Strain and chemicals
P. pastoris X-33 strain (Invitrogen, Carlsbad, CA) was transformed with plasmid pPICZα A containing the lipase MAS1 gene. Lipase MAS1 gene expression was regulated by the AOX1 promoter [27, 28]. Yeast extract peptone dextrose (YPD) medium for seed culture contained (g/L) yeast extract 10.0, peptone 20.0 and glucose 20.0. The basal salt medium (BSM) for batch fermentation contained (g/L) glycerol 40, 85% H3PO4 26.7 mL, CaSO4 0.93, K2SO4 18.2, MgSO4·7H2O 14.9, KOH 4.13, PTM1 salt solution 4.35 mL. PTM1 salt solution contained (g/L) CuSO4·5H2O 6, NaI 0.08, MnSO4·4H2O 3, ZnSO4·7H2O 20, FeSO4·7H2O 65, CoCl2·6H2O 0.5, boric acid 0.02, H2SO4 5 mL. All other chemicals of analytical grade were supplied from Sinopharm Chemical Reagent Co., Ltd (Shanghai, China) unless otherwise indicated.
Seed Culture
The first inoculum culture was prepared from one colony of P. pastoris suspended in 50 mL sterilized YPD broth containing 100 µg/mL zeocin (Invitrogen, Carlsbad, CA). The culture was incubated at 30 °C in a 500-mL baffled shake-flask on rotary shaker at 250 rpm. After the OD600 reaches 2–6 in 18–24 h, a second inoculum culture was prepared by transferring the first inoculum 10 (v/v) into a 2-L baffled shake-flask containing 400 mL sterilized YPD medium. The second inoculum culture was then incubated under the same condition as the first inoculum culture for 12 h.
Fermentation Scale-up
The BSM (3 L) was inoculated with 10% (v/v) second inoculum into a 5-L bioreactor (BIOTECH-5BG, Baoxing Co., Shanghai, China). The initial OD600 of the culture in bioreactor was about 0.5. A four-phase fermentation protocol (glycerol batch, glycerol fed-batch, starvation period and constant-rate methanol feeding) was used. The glycerol or methanol feeding to the bioreactor was controlled by a pump. The bioreactor was operated at 30 °C and pH around 6.0 via adding 28% v/v ammonia. Dissolved O2 cascade was constantly maintained above 30% air saturation.

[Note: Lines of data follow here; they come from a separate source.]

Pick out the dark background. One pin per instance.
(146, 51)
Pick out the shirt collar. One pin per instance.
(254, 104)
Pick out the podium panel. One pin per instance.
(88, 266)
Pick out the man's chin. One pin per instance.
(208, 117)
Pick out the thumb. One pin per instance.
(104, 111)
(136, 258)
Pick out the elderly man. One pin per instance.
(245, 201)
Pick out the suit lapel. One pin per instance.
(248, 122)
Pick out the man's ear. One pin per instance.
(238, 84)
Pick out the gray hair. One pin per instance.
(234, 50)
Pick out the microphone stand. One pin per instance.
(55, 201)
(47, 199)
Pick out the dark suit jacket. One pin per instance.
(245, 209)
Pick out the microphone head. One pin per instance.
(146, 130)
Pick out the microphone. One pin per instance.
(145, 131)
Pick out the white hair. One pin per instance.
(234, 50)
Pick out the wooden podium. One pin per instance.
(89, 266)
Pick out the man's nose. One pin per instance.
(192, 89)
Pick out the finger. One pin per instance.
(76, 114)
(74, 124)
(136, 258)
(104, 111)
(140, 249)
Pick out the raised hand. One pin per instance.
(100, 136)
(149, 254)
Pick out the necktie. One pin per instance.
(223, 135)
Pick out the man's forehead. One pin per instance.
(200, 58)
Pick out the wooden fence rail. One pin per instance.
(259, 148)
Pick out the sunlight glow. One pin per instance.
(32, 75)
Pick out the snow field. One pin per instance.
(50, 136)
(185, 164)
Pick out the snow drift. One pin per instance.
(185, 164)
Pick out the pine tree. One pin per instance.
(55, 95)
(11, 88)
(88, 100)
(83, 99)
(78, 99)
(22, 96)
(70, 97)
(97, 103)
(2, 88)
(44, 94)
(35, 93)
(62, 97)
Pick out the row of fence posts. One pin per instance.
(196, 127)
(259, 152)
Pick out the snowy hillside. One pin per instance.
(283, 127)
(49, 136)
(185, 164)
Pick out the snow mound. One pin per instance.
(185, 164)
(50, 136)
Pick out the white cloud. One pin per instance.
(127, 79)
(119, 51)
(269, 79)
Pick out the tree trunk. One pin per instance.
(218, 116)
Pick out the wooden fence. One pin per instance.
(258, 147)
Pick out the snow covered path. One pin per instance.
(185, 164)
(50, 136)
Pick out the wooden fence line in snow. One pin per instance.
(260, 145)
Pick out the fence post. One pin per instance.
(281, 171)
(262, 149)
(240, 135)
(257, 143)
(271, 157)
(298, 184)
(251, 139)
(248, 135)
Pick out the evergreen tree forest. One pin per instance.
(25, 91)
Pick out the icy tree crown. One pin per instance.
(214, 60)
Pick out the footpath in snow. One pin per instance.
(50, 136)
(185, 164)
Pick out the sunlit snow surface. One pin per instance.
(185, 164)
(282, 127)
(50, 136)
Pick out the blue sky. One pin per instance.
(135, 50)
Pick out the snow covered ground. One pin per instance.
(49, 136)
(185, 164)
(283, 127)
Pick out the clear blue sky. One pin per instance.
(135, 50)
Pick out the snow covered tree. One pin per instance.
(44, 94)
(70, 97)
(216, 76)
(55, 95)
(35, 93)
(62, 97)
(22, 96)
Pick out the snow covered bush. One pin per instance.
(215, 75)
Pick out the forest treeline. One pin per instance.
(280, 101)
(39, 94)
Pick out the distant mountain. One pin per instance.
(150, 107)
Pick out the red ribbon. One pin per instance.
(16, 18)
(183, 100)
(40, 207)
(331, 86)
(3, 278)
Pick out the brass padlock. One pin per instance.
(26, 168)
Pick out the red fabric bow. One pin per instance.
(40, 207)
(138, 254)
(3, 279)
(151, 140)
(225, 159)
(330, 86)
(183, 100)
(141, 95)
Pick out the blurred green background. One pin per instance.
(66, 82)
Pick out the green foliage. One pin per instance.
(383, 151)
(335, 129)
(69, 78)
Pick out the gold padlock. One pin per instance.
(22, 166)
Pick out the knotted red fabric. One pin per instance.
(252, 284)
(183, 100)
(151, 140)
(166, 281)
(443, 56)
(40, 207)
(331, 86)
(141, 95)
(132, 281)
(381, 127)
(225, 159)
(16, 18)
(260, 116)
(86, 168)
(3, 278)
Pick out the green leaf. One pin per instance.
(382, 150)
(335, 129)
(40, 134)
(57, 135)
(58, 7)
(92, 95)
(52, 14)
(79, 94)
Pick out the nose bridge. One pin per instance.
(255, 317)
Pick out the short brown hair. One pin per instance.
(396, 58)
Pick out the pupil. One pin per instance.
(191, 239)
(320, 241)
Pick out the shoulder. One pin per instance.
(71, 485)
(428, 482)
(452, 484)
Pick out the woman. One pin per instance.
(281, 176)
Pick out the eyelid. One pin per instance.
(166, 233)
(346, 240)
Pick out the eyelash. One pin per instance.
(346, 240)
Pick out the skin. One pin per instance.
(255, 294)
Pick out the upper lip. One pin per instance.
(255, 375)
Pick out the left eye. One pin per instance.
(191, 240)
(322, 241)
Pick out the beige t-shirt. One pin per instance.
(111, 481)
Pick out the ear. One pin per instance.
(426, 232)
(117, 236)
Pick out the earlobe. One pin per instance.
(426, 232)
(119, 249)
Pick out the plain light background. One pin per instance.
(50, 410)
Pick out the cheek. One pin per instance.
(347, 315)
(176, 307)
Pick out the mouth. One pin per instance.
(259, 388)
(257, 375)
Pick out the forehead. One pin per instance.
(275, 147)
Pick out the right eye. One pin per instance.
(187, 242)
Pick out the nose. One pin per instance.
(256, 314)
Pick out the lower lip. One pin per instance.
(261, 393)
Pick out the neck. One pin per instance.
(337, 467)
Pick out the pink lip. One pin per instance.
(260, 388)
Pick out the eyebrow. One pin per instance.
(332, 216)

Once glycerol was depleted from culture broth, indicated by a sharp increase in DO, the glycerol fed-batch phase was started at a constant flow rate of 18 mL/(L·h) with 50% (v/v) glycerol until the biomass reached about 180 g/L (wet cell density). After 1 h starvation period following the above high cell density fermentation, the culture was supplied with 100% (v/v) methanol to induce lipase expression and linearly ramped to maximum methanol feeding rates of 2, 3, 4 and 5 mL/(L·h) with an increasing rate of 1 mL/(L·h). Samples were taken at regular intervals to monitor the biomass, total protein concentration, lipase activity and alcohol oxidase activity.
Biomass, Total Protein Concentration, Lipase Activity, Alcohol Oxidase Activity
WCD of the cell suspension was determined by centrifugation of 10 mL cell broth in a pre-weighed centrifuge tube at 8000 × g at 4 °C for 10 min, and the fermentation supernatant was collected and used for subsequent experiments. Total protein concentration in the supernatant was determined by the Bradford assay [29]. The activity of lipase MAS1 in supernatant was determined by alkali titration method using olive oil as substrate [30]. Olive oil (Macklin, Shanghai, China) was emulsified with 4% (w/v) polyvinyl alcohol at the ratio of 1:3 (v/v). Each reaction contained 4 mL of emulsified olive oil, 5 mL of phosphate buffer at 50 mM and pH 6.0 and 1 mL of enzyme solution, and was carried out at 65 °C. The reaction was terminated by adding 15 mL of 95% (v/v) ethanol. The released fatty acids were neutralized by 0.05 M NaOH. One unit of lipase activity is defined as the amount of enzyme releasing 1 µmol of fatty acid per minute. The AOX activity was determined using a previously reported method [31].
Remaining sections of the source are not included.